Tough times for the locusts

German regulators are currently considering several items that could impact the private equity community, both domestic and foreign.
The tax situation for private equity funds looks likely to improve, but two new regulatory proposals could have a negative impact. On the tax front, more clarity will benefit foreign funds, says Hans Stamm, a partner at Clifford Chance based in Munich. Until 2007, German investors in foreign private equity funds have in practice been subject to a high penalty tax. If these did not comply with German investment funds tax reporting. As of January 1, 2008 German law was changed such that funds which are closed ended, i.e. not granting investors any redemption rights and are not in their home jurisdiction regulated as an investment fund, are not subject to these stringent rules.
But some ambiguity remained in what was meant by “redemption rights.” In response, the German financial services regulator, BaFin, has issued a proposed circular defining redemption rights as the right to redeem shares or interest in a fund within any two year period. As this sort of redemption right is not market practice for most private equity funds and also to many private equity real estate funds, it is good news for the industry. Even better news for private equity is an explicit safe harbor for non-German funds which invest more than 20 percent of their assets in private equity.
On the regulatory front, however, there are eventually “dark clouds on the horizon,” Stamm says. As in the US and the UK, German regulatory authorities are considering increasing regulation of private equity funds. Regulators are mulling a proposal to change the German Banking Act to require that any private fund that raises money from non-institutional investors or invests in financial instruments carry a banking license. An official draft of the proposal will likely come out this fall.
“I think currently it’s very clear, were this new rule to apply to private equity funds, that it’s really a no-go, because they would need to register with the German banking authorities; they would need to establish a physical presence in the German market; they would face ongoing reporting obligations, and so on,” Stamm says.
At press time, another draft bill was circulating regarding amendments to the Foreign Trade and Payments Act that would give the Federal Ministry of Economics and Technology the right to review foreign acquisitions of stakes of 25 percent or more of the voting rights of German companies. The bill could have implications for foreign investors – particularly sovereign wealth funds – looking to buy companies in strategic sectors including energy, telecommunications, financial institutions, insurance and transportation.
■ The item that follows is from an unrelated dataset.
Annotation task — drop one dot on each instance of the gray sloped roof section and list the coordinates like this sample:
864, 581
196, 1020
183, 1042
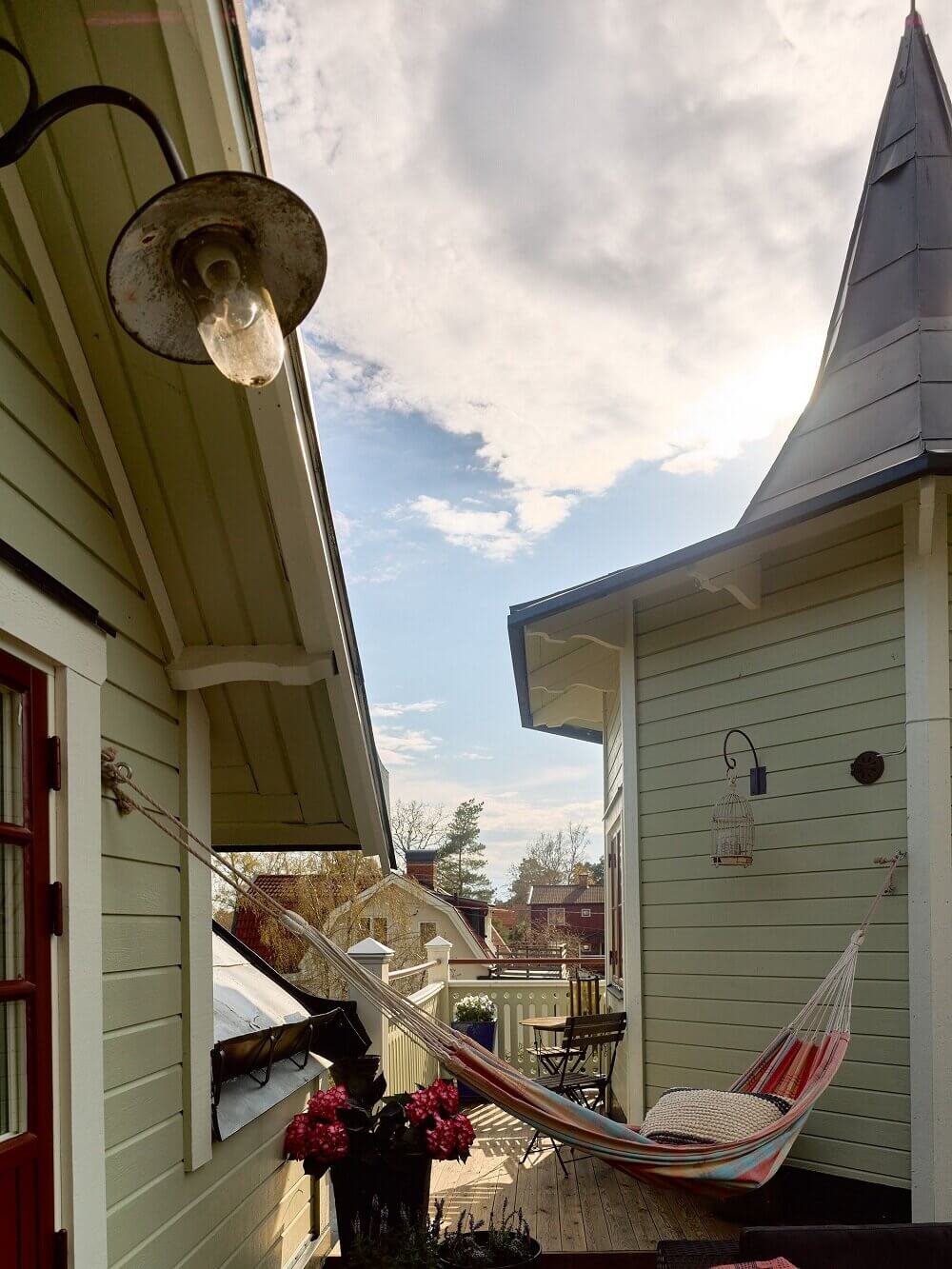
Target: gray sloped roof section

But Michael Fischer, a partner at Reed Smith who specializes in German corporate law, says that the law might not have as much impact as foreign acquirers might fear. In order for the ministry to veto a deal it must demonstrate that the acquisition would present a threat to public policy or public security under a very narrow definition accepted by the European Court of Justice.
“At the end of the day there will be very, very few scenarios where investments would be prohibited,” Fischer says. “Even with this legislation Germany will still fall behind what you see in the US or France.”
He also notes that the ministry has just three months to review a transaction once it has been signed and another two months to prohibit or to limit the transaction or to issue instructions. If any parties request that the ministry review a deal it has just the two months to make a decision, after which the deal is automatically deemed valid. For transactions of sensitive nature, he recommends that the parties to the transactions initiate a potential review and notify the ministry of the transaction to bring about deal certainty.